One key reason these types of attacks succeed is slow patch adoption. According to a 2023 Ponemon study, 56% of organizations take more than five days to apply even critical patches. That’s five days too many when exploitation begins within hours.

**What Security Teams Should Do Right Now**

The good news: both vulnerabilities have patches available. The urgent task is ensuring they’re applied without delay. Here’s what you need to do:

**1. Identify Affected Assets**
– Conduct asset discovery scans for CentreStack and CWP deployments.
– Review cloud configurations and on-prem services—these platforms are commonly self-hosted and outside traditional patching workflows.

**2. Patch Immediately**
– For CentreStack, update to the latest version released by Gladinet (check your version using the CentreStack admin console).
– For CWP, update to at least version 0.9.8.1147, which contains the fix.

**3. Review Logs for Signs of Exploitation**
– Look for unusual activity involving `Upload.ashx` (CentreStack) or suspicious PHP requests to the CWP panel.
– Check for new admin users created, unexpected restarts, or base64-encoded inputs (a common signature in command injection).

**4. Harden Your Environment**
Even after patching, secure your perimeter:
– Implement strict firewall rules and limit public-facing admin panels.
– Consider isolating CentreStack and CWP instances from critical network segments.
– Enforce strong endpoint detection and response (EDR) solutions.

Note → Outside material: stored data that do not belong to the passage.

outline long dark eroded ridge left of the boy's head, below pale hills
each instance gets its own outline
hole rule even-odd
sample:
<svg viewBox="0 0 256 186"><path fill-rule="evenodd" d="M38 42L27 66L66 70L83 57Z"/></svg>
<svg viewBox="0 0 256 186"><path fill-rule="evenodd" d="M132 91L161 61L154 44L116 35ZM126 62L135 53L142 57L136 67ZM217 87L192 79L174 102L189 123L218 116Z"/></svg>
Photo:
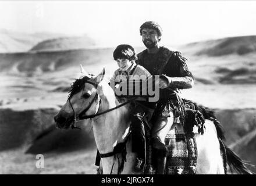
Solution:
<svg viewBox="0 0 256 186"><path fill-rule="evenodd" d="M112 60L112 49L77 49L55 52L0 53L0 72L25 73L55 71L80 64Z"/></svg>

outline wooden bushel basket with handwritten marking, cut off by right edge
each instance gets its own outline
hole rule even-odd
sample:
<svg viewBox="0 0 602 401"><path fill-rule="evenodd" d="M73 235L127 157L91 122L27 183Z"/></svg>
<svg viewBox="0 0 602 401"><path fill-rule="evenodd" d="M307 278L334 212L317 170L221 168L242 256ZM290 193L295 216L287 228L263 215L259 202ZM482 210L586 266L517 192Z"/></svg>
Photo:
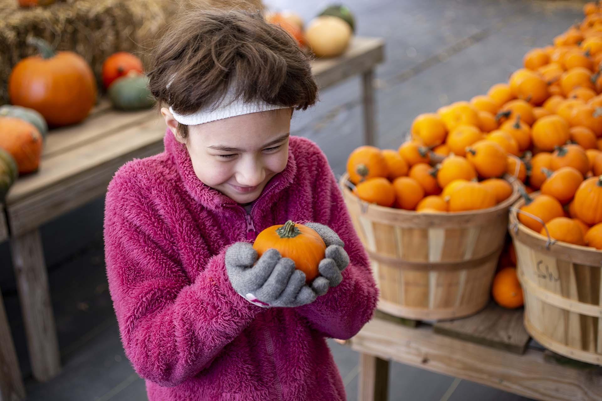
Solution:
<svg viewBox="0 0 602 401"><path fill-rule="evenodd" d="M519 224L510 210L529 334L557 354L602 365L602 251L554 242Z"/></svg>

**5. Pay Attention to KEV Catalog Updates**
The KEV catalog is one of the most valuable but underutilized resources. You and your team should:
– Subscribe to CISA alerts for immediate visibility.
– Integrate KEV watchlists into your SIEM or vulnerability management tools.
– Prioritize remediation of newly added entries immediately, not eventually.

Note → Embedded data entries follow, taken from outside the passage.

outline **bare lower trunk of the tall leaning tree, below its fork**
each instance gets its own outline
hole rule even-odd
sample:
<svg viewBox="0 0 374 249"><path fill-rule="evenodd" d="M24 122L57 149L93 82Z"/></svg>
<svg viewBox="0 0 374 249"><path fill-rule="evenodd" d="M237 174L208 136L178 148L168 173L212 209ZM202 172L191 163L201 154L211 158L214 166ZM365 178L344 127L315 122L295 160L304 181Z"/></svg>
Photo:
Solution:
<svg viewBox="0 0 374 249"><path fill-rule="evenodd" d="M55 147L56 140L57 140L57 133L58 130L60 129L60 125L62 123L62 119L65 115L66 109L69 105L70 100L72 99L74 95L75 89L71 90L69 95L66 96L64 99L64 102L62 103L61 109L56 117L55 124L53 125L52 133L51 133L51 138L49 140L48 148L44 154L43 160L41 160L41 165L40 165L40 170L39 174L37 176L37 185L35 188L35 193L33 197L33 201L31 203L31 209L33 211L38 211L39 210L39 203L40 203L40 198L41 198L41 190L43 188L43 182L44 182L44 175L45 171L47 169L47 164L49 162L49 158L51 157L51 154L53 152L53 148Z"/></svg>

**Conclusion: React Faster Than the Attackers**

When CISA adds a vulnerability to its Known Exploited Vulnerabilities catalog, it’s more than a bureaucratic update—it’s a flashing siren for security leaders and IT teams. With CentreStack and CWP now officially on that list, delaying action increases your organization’s risk profile in measurable ways.

You don’t need a full architectural overhaul—just focused, urgent action:
– Find where these services exist in your environment.
– Apply patches now—not next week.
– Monitor and hunt for signatures of recent exploits.

At a time when speed defines both the attacker and defender advantage, your ability to respond quickly is what protects your systems, your data, and your customers. So take this update seriously—and make sure your team does, too.

**Next Steps:**
– Schedule a rapid-response meeting to review exposure across your IT assets.
– Designate KEV monitoring as an operational priority.
– Use this incident to develop or refine your zero-day response playbook.

Vulnerabilities don’t rest. Neither can we.